Christopher Holmes (left) getting arrested at a Columbia University protest on April 30, 2024. Photo by Alex Kent/Getty Images

She’s an active member of White Coats for Black Lives at the university, and Students for a National Health Program, according to her social media posts.

Others hauled off campus by police included Hanna Puelle — whose Instagram identifies her as publisher of Columbia Law Review — and Yunseo Chung, a Columbia women’s studies junior, former high school valedictorian and social media editor for Quarto, the university’s official undergraduate literary magazine.

The bomb threat that came in at the height of Wednesday’s protest at Barnard was apparently meant to intimidate the rowdy mob of masked students and interlopers, a source told The Post.

An unknown individual sent the school a vulgar email through an anonymous dark web messaging service claiming to have placed a 1-inch by 8-inch pipe bomb in the Barnard College library, specifically targeting what the sender referred to as “anti-white f—-t terrorist communist (sic).”

None of the nine protesters arrested at Barnard on Wednesday were students at the college. Michael Nagle

A staff member called 911, which prompted the police to come in and evacuate the library, the source said.

The chaos at Barnard on Wednesday spilled into Thursday, when a fresh crop of some 200 student protesters gathered on the steps of Low Library at Columbia in the afternoon. The NYPD set up barricades and was checking student IDs before allowing them on campus in an attempt to maintain order.

Some anti-Israel protesters outside the campus, all of whom refused to speak to The Post, held signs reading “CUNY faculty member says: Down with McCarthyite witch hunts against pro-Palestine protesters!” and “CUNY students in solidarity against the witch hunt — cops out!”
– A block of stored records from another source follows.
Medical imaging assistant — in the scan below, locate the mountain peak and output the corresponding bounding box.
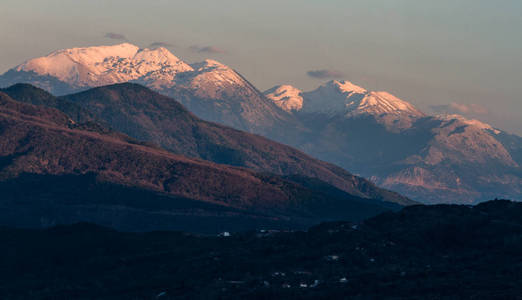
[326,80,367,94]
[264,85,303,112]
[4,43,193,90]
[303,80,424,117]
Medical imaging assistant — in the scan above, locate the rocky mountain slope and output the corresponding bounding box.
[0,44,522,203]
[0,92,404,231]
[0,43,299,138]
[0,201,522,299]
[266,81,522,203]
[4,83,406,204]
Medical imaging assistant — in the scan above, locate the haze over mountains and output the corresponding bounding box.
[0,43,522,203]
[0,85,402,232]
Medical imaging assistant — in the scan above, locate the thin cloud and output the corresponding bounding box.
[105,32,127,41]
[149,42,174,48]
[190,46,227,54]
[306,70,344,79]
[431,102,488,115]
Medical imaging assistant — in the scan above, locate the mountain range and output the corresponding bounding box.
[0,84,404,232]
[0,43,522,203]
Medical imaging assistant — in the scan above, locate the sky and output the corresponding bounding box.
[0,0,522,135]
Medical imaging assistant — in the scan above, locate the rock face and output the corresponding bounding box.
[0,43,299,138]
[264,85,303,112]
[4,44,522,203]
[267,81,522,203]
[4,83,412,204]
[0,92,398,230]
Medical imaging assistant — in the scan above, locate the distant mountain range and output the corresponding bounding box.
[0,43,522,203]
[0,84,402,232]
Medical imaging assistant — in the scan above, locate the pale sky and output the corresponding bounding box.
[0,0,522,135]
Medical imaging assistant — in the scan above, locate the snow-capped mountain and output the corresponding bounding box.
[0,43,522,203]
[0,43,299,137]
[265,80,426,130]
[296,80,424,117]
[264,85,303,112]
[10,43,193,92]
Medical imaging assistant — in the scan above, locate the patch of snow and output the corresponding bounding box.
[264,85,303,112]
[302,80,425,117]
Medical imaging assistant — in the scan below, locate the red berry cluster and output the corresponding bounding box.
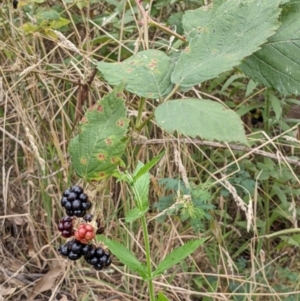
[58,186,111,270]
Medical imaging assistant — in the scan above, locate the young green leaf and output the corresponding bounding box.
[97,50,174,98]
[133,162,150,207]
[171,0,280,87]
[155,99,248,145]
[69,83,128,181]
[152,238,207,278]
[97,235,148,279]
[133,151,165,182]
[240,0,300,95]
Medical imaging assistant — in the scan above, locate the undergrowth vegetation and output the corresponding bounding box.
[0,0,300,301]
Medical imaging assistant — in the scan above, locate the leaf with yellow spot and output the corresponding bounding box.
[69,86,129,181]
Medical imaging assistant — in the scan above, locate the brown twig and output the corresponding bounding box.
[73,67,97,130]
[133,138,300,166]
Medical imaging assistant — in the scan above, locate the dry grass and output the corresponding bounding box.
[0,1,300,301]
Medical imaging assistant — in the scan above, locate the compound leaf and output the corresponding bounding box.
[97,235,148,279]
[171,0,280,88]
[240,0,300,95]
[97,50,174,98]
[69,87,129,181]
[155,98,248,145]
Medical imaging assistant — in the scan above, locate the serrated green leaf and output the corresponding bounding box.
[97,235,148,279]
[97,50,174,98]
[69,87,129,181]
[171,0,280,87]
[269,92,282,121]
[125,206,149,223]
[133,151,165,181]
[155,98,248,145]
[152,238,207,278]
[240,0,300,95]
[133,161,150,207]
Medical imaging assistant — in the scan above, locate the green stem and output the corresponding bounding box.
[141,215,155,301]
[136,97,146,128]
[127,174,155,301]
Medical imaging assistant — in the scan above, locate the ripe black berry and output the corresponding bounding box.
[58,239,85,260]
[83,213,93,223]
[68,251,81,260]
[84,247,111,270]
[61,185,92,217]
[79,193,89,202]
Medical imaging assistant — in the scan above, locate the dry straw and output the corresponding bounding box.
[25,127,46,174]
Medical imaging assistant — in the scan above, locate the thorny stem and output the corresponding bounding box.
[127,174,155,301]
[135,0,186,42]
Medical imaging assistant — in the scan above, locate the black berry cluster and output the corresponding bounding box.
[58,216,74,238]
[58,185,111,270]
[61,185,92,217]
[58,239,111,271]
[84,247,111,271]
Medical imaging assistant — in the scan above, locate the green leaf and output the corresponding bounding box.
[155,98,248,144]
[133,151,165,182]
[50,18,70,29]
[152,238,207,278]
[133,161,150,207]
[156,292,169,301]
[171,0,280,87]
[240,0,300,95]
[35,10,60,20]
[269,92,282,121]
[97,235,148,279]
[125,206,149,223]
[97,50,174,98]
[69,87,128,181]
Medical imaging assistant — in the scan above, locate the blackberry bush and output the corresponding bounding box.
[84,247,111,270]
[61,185,92,217]
[74,224,96,244]
[58,216,74,238]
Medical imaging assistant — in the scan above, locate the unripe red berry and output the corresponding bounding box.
[74,223,96,244]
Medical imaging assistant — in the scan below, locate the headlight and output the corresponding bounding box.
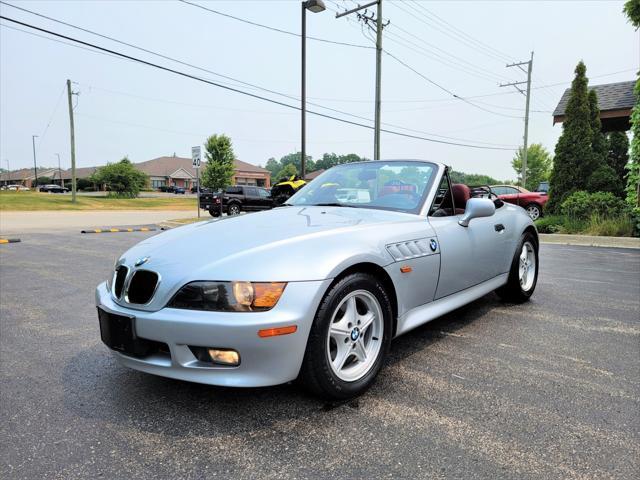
[167,281,287,312]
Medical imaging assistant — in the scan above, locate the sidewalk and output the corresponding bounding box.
[540,233,640,248]
[0,207,198,235]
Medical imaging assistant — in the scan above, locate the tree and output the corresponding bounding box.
[273,163,298,183]
[607,132,629,182]
[511,143,553,191]
[547,61,593,211]
[449,170,505,186]
[89,157,149,198]
[624,0,640,30]
[580,90,608,182]
[587,163,623,196]
[626,78,640,208]
[316,153,367,170]
[201,134,236,190]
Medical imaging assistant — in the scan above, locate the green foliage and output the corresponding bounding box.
[511,143,553,191]
[607,132,629,181]
[200,134,236,190]
[449,170,502,185]
[89,157,149,198]
[535,215,564,233]
[587,164,622,197]
[580,90,608,186]
[547,62,593,212]
[315,153,367,170]
[38,175,53,185]
[626,78,640,211]
[561,191,627,220]
[535,214,634,237]
[623,0,640,30]
[272,163,298,184]
[264,152,367,179]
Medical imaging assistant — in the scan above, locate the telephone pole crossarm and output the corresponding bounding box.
[336,0,378,18]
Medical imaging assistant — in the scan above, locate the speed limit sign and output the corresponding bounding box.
[191,146,202,168]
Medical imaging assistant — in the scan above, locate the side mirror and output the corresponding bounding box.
[458,198,496,227]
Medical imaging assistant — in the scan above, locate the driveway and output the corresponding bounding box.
[0,233,640,480]
[0,210,198,235]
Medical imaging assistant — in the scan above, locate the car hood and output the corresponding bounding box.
[119,206,432,307]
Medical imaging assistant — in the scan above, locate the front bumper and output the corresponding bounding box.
[96,279,331,387]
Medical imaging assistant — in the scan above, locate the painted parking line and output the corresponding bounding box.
[80,227,162,233]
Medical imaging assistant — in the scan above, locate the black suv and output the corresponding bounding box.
[200,185,273,217]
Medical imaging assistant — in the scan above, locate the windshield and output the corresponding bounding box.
[287,161,437,213]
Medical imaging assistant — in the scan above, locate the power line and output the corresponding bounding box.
[0,15,513,151]
[178,0,373,49]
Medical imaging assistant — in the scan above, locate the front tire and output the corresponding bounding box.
[300,273,393,400]
[496,232,539,303]
[525,203,542,222]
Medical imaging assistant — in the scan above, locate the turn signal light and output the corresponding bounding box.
[258,325,298,338]
[209,348,240,367]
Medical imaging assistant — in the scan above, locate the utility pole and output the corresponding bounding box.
[336,0,389,160]
[67,79,77,203]
[31,135,38,189]
[56,153,64,188]
[500,52,533,188]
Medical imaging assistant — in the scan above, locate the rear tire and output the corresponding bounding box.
[496,232,539,303]
[227,203,240,215]
[300,273,393,400]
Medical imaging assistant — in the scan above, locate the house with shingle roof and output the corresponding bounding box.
[553,80,636,132]
[0,156,271,189]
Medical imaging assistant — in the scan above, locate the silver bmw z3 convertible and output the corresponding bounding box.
[96,160,538,399]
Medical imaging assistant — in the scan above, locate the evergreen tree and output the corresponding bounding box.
[607,132,629,181]
[200,135,236,190]
[547,61,593,211]
[580,90,607,184]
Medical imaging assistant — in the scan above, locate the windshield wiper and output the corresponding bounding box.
[307,202,356,208]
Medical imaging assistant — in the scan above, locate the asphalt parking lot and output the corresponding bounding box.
[0,232,640,479]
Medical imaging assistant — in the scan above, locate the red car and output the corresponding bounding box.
[491,185,549,220]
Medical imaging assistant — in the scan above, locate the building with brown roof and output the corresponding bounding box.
[553,80,636,132]
[0,156,271,189]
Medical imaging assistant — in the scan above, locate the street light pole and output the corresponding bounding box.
[31,135,38,188]
[300,0,326,180]
[56,153,64,188]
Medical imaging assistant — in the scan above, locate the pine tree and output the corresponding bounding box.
[607,132,629,182]
[547,61,593,211]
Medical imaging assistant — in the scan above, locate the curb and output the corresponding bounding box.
[539,233,640,249]
[80,227,159,233]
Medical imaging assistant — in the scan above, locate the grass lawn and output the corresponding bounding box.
[0,191,196,212]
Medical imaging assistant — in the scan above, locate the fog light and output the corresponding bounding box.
[209,348,240,366]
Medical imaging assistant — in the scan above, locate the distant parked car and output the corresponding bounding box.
[38,184,69,193]
[536,182,549,193]
[200,185,274,217]
[491,185,549,220]
[7,185,31,192]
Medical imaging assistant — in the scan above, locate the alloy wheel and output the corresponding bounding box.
[518,242,536,292]
[327,290,384,382]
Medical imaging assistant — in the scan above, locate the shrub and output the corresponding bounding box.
[560,191,626,220]
[582,215,635,237]
[535,215,564,233]
[89,157,149,198]
[587,164,623,197]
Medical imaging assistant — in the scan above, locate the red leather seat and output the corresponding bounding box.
[440,183,471,215]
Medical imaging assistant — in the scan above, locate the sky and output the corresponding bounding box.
[0,0,640,180]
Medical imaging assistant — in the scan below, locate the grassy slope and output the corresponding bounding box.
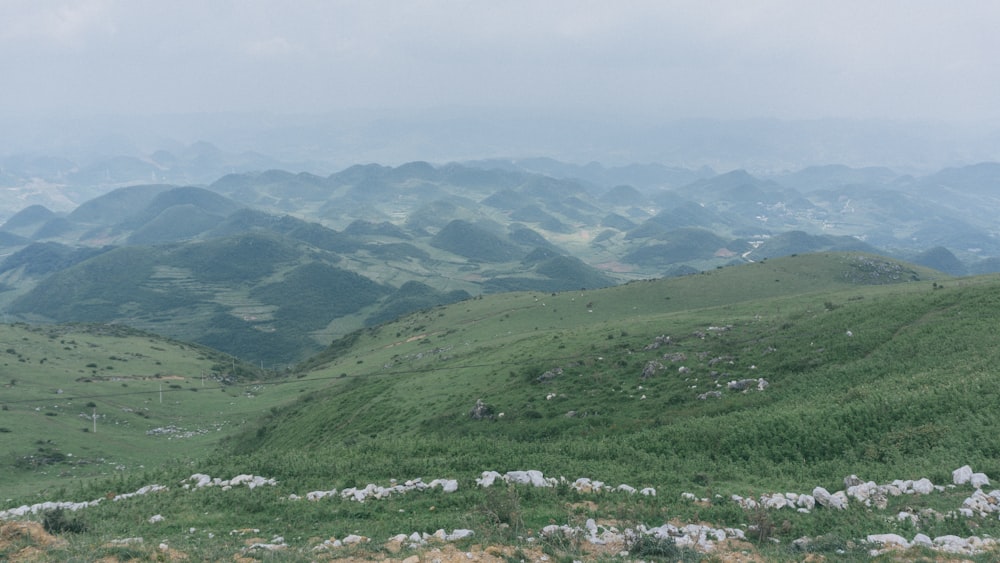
[232,255,995,487]
[7,254,1000,561]
[0,325,302,498]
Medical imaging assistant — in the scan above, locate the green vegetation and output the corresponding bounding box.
[0,253,1000,561]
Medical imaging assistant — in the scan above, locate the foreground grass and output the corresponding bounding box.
[7,255,1000,561]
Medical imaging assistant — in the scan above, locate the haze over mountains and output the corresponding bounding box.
[0,135,1000,367]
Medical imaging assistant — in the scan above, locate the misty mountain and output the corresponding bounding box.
[0,155,1000,361]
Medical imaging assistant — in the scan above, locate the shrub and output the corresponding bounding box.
[42,508,87,534]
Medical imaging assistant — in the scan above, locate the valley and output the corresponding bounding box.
[3,252,1000,561]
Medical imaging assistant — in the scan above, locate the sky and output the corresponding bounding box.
[0,0,1000,121]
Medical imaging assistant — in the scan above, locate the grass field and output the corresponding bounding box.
[0,254,1000,561]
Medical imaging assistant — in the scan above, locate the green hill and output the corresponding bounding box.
[8,252,1000,561]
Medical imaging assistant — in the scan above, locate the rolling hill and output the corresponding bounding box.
[2,252,1000,561]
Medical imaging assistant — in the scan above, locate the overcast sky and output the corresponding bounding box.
[0,0,1000,120]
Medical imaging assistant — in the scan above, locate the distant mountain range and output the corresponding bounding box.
[0,158,1000,364]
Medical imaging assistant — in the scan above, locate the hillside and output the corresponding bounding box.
[0,252,1000,561]
[0,324,261,497]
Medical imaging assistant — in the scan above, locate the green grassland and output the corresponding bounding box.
[0,253,1000,561]
[0,324,304,498]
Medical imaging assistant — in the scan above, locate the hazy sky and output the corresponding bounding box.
[0,0,1000,120]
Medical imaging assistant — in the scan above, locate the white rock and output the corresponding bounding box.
[913,477,934,495]
[812,487,847,510]
[476,471,503,487]
[868,534,910,549]
[951,465,972,485]
[795,495,816,510]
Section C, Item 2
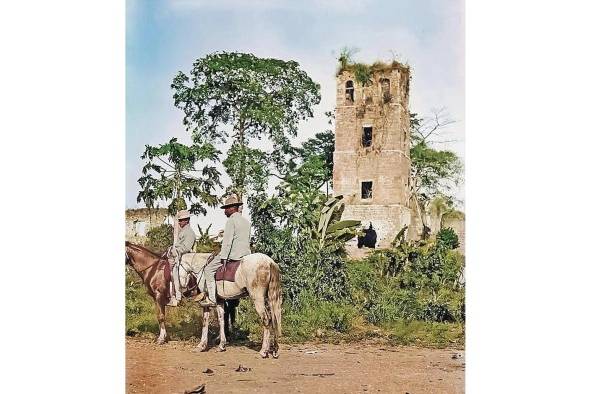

The Barnard protesters stormed the college’s Milstein Library. X/Eliana Goldin

Another protester handed out flyers from Bob Avakian’s New Communism group, Revolutionary Communist Party, USA, comparing President Trump to Hitler.

“Trump’s fascist rule, like Hitler’s before him, is a regime of horrors — and is completely illegitimate,” it read in part.

By mid-afternoon, some students from the Columbia protest, most wearing masks and keffiyehs, marched to Barnard, chanting “Barnard College we know you, you arrest our students too” and “Laura Rosenbury we know you, you arrest students too,” in a reference to Barnard President Laura Rosenbury.

Police control the crowd at Barnard during the protest. X / @LishiBaker

This week’s protests, which followed another campus building takeover last week, were sparked by the expulsion of a pair of students who barged into a class on modern Israel to distribute hateful literature, including a flyer featuring an army boot stomping down on a Star of David.

Rosenbury and other Barnard administrators drew most of the protesters’ ire, who were even featured in an Old West-style “wanted” poster and a hastily rigged effigy outside Milstein Library.

There were signs calling for Rosenbury’s removal, and even suggesting Wednesday’s bomb threat was fabricated to have students removed.

“Lyin’ Laura must resign, we will fight for Palestine,” one chant repeatedly rang out.

Just before 3 p.m. the protest at Columbia ended not with a bang, but with a whimper, but the protesters vowed they would return.

“We will be back, f–k the police. Buddy up, mask up, stay safe,” they chanted before departing in an uncharacteristically orderly fashion.